On 03/29/2010 03:54 PM, Avi Kivity wrote:
On 03/29/2010 11:42 PM, Anthony Liguori wrote:
For individual device models or host services, I think (3) is
probably the worst model overall. I personally think that (1) is
better in the long run but ultimately would need an existence proof
to compare against (2). (2) looks appealing until you actually try
to have the device handle multiple requests at a time.
Sooner or later nature and the ever more complicated code will force
us towards (3). As an example, we've observed live migration to
throttle vcpus when sending a large guest's zeroed memory over; the
bandwidth control doesn't kick in since zero pages are compressed,
so the iothread spends large amounts of time reading memory.
Making things re-entrant is different than (3) in my mind.
There's no reason that VCPU threads should run in lock-step with live
migration during the live phase. Making device models re-entrant and
making live migration depend not depend on the big global lock is a
good thing to do.
It's not sufficient. If you have a single thread that runs both live
migrations and timers, then timers will be backlogged behind live
migration, or you'll have to yield often. This is regardless of the
locking model (and of course having threads without fixing the locking
is insufficient as well, live migration accesses guest memory so it
needs the big qemu lock).
But what's the solution? Sending every timer in a separate thread?

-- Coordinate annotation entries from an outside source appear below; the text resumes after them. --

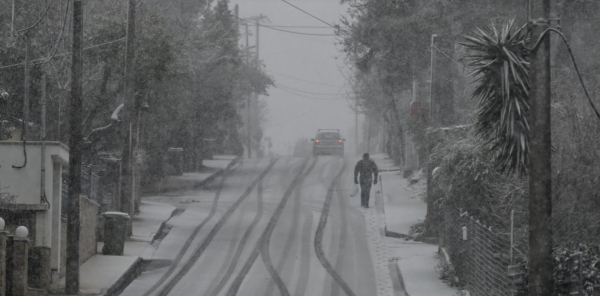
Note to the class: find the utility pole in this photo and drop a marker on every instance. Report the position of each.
(236, 11)
(26, 86)
(356, 146)
(43, 139)
(540, 170)
(248, 121)
(429, 136)
(75, 151)
(128, 114)
(255, 96)
(431, 113)
(12, 28)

We'll hit the same problem if we implement an arbitrary limit to number
of threads.
What I'm skeptical of, is whether converting virtio-9p or qcow2 to
handle each request in a separate thread is really going to improve
things.
Currently qcow2 isn't even fullly asynchronous, so it can't fail to
improve things.
Unless it introduces more data corruptions which is my concern with any
significant change to qcow2.
The VNC server is another area that I think multithreading would be a
bad idea.
If the vnc server is stuffing a few megabytes of screen into a socket,
then timers will be delayed behind it, unless you litter the code with
calls to bottom halves. Even worse if it does complicated compression
and encryption.
Sticking the VNC server in it's own thread would be fine. Trying to
make the VNC server multithreaded though would be problematic.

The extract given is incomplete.